Hay diversas formas de rendir homenaje a figuras públicas al momento de su fallecimiento. Naturalmente, la manera más habitual consiste en enumerar los aspectos más relevantes de la biografía del homenajeado que, precisamente, nos ayudan a comprender las razones de su devenir público. Distinto debe ser el homenaje cuando quien escribe el obituario goza del privilegio de la intimidad.

Hace un par de días falleció mi tía, Lil Bettina Chouhy Gonella. No voy a ahondar en lo que ya se sabe. Alcanza con acotar que Lilsa, como la llamaban sus familiares y amigos, fue profesora de Historia, pero su pasión y vocación fue siempre el periodismo. Su generación la recuerda como una mujer extremadamente rigurosa en su trabajo, exigente y respetuosa con su público, de inteligencia aguda, juicio implacable y generosidad desbordante. Lilsa se abrió camino dentro del periodismo en una época en la que era muy difícil para las mujeres desarrollar carreras profesionales de alta exposición pública. Fue, al igual que su madre, Lil Gonella, una de esas grandes mujeres que hicieron feminismo sin estridencias.

Hace un par de días falleció mi tía, Lil Bettina Chouhy Gonella. No voy a ahondar en lo que ya se sabe. Alcanza con acotar que Lilsa fue profesora de Historia, pero su pasión y vocación fue siempre el periodismo.
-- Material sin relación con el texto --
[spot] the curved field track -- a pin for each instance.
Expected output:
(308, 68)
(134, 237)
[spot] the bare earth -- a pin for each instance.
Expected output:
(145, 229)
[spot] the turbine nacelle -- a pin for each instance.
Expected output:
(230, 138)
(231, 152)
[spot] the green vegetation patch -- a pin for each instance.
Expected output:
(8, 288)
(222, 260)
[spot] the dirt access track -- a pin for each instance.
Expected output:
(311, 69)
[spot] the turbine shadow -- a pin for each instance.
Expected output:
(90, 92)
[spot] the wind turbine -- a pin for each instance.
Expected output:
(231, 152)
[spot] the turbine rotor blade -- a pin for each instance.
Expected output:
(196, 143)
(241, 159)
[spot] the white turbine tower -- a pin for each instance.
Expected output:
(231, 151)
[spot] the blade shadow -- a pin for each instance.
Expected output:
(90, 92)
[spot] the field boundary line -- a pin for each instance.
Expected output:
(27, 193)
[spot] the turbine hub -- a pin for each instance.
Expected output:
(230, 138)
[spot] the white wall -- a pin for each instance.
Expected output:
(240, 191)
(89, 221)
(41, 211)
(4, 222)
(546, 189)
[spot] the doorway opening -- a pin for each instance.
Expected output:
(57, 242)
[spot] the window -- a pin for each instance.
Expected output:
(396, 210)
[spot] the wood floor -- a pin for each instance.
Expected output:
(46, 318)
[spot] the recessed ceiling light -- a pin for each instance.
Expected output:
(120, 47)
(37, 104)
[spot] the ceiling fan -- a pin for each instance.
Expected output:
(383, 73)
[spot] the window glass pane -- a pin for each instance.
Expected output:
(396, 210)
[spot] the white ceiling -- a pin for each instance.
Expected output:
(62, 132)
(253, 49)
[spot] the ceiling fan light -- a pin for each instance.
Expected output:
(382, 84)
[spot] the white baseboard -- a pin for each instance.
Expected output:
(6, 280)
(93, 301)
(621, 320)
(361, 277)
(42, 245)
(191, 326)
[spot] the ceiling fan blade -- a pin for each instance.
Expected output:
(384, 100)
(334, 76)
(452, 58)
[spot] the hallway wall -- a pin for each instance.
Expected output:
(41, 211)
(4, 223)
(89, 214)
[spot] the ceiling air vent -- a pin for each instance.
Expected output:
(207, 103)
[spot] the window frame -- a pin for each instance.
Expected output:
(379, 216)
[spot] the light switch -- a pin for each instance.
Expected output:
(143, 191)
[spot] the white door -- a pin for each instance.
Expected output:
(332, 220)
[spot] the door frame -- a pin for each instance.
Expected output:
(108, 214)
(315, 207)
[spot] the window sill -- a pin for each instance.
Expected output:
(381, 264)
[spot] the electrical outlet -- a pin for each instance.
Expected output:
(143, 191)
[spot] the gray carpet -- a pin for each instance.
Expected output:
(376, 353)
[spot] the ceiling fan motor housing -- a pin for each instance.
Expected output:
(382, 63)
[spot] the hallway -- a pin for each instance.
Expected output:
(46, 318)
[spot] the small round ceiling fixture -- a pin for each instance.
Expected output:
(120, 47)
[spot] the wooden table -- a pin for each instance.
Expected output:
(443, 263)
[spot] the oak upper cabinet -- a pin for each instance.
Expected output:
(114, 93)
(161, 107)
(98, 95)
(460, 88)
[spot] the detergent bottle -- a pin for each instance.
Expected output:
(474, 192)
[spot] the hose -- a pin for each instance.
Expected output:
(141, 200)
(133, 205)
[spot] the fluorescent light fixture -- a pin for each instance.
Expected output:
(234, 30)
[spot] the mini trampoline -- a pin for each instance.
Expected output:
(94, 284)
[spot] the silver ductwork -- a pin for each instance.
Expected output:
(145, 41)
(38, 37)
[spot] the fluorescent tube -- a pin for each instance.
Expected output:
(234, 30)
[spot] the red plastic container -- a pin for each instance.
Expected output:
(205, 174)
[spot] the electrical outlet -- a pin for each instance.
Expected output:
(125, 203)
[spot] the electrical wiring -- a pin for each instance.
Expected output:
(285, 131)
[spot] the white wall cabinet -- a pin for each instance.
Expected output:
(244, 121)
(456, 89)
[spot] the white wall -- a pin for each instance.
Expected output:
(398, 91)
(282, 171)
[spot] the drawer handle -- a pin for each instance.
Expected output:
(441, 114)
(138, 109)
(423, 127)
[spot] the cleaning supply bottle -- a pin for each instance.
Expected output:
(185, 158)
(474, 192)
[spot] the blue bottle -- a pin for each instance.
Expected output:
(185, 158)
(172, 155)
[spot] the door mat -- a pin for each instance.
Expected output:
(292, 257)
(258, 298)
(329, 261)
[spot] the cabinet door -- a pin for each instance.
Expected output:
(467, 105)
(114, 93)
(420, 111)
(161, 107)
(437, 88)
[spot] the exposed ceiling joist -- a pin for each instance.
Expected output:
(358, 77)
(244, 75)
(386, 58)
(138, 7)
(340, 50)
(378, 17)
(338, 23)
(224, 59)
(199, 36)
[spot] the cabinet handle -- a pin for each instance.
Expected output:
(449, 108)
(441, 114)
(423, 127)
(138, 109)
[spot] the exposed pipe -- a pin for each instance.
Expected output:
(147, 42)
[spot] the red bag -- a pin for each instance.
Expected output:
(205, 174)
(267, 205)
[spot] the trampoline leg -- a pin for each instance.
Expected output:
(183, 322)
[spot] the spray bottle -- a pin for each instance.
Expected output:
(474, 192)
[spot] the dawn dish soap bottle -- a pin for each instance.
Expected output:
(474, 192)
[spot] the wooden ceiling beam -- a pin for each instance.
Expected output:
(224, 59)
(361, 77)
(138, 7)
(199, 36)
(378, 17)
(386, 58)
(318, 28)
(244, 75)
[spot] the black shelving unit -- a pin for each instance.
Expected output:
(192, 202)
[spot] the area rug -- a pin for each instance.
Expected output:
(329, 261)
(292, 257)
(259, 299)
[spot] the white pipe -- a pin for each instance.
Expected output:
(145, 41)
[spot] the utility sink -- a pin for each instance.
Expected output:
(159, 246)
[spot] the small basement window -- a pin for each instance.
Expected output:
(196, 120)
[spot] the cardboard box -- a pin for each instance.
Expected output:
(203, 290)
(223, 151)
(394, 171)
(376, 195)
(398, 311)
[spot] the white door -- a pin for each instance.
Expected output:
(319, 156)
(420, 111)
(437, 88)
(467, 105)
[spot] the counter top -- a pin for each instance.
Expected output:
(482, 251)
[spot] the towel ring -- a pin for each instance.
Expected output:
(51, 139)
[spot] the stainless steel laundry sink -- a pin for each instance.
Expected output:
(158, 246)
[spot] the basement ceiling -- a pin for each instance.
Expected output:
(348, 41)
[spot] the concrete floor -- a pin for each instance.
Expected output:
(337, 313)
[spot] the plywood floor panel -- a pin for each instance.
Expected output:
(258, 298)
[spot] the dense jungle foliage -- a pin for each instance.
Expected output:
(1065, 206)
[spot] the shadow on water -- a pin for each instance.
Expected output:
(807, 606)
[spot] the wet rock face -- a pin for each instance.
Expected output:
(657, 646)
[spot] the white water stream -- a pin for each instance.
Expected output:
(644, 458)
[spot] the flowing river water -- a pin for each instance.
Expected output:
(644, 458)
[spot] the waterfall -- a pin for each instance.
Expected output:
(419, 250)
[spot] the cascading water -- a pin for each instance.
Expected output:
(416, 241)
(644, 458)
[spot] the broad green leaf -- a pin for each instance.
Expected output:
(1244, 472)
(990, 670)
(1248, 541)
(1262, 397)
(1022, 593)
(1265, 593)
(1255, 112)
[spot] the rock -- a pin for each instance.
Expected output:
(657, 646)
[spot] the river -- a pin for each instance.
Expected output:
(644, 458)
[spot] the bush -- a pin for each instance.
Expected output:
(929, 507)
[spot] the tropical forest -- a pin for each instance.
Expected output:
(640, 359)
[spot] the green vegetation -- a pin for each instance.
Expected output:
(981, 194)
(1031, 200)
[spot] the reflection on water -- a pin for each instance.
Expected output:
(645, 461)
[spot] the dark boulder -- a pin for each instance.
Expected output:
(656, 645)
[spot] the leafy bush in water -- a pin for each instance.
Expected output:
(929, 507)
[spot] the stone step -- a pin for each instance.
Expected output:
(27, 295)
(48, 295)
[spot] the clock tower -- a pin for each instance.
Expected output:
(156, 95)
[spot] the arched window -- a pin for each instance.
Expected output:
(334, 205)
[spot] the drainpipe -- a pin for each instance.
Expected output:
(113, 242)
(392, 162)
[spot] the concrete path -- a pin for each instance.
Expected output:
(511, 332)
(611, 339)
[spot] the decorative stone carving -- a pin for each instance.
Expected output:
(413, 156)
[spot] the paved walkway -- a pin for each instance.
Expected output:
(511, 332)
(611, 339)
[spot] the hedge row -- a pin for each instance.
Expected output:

Pero este obituario no tiene que ver solamente con su contribución pública. Hay algo más íntimo, pero no por ello menos esclarecedor, de esa gran persona; algo que su sobrino considera necesario destacar en este obituario: los libros que recibí de Lilsa y que me marcaron la vida para siempre. Al cumplir 16 años, Lilsa me regaló la profusa biografía del Che escrita por John Lee Anderson. A los 17 recibí de su parte la gran Historia del siglo XX de Eric Hobsbawm. Y a los 18 recibí su necesario contrapunto: Tiempos modernos, del historiador Paul Johnson; esa otra historia del mismo siglo, pero contada ya no desde los grandes acontecimientos colectivos (la lucha de clases, los nacionalismos, la guerra y la revolución), sino desde las decisiones y contribuciones individuales de los grandes líderes políticos e intelectuales. A partir de entonces me volví fanático de su biblioteca. Visitarla era siempre para mí una oportunidad imperdible para visitar también sus libros. El último que le robé, sin decírselo nunca, fue 2666, de Roberto Bolaño. Una novela mazacote, no apta para bolsillo, y que, como sus personajes, recorrió (físicamente) el mundo. Me tomó un buen tiempo terminarla. Empecé a leerla en Boston, Massachusetts. La seguí en Pittsburgh, Pensilvania. La novela fue leída en plazas de Berlín, parques de Praga y playas de Italia. Pero decidí terminarla en el jardín de Bella Vista, en la casa donde mi tía pasó siempre sus veranos, devorando libros. Recuerdo que ese día en la playa, el día que terminé 2666, le leí a mi hermano y a mi cuñada unos fragmentos en voz alta. Y esa misma tarde, sin decirle nada a Lilsa, devolví sigilosamente el libro a su biblioteca. Que en paz descanse.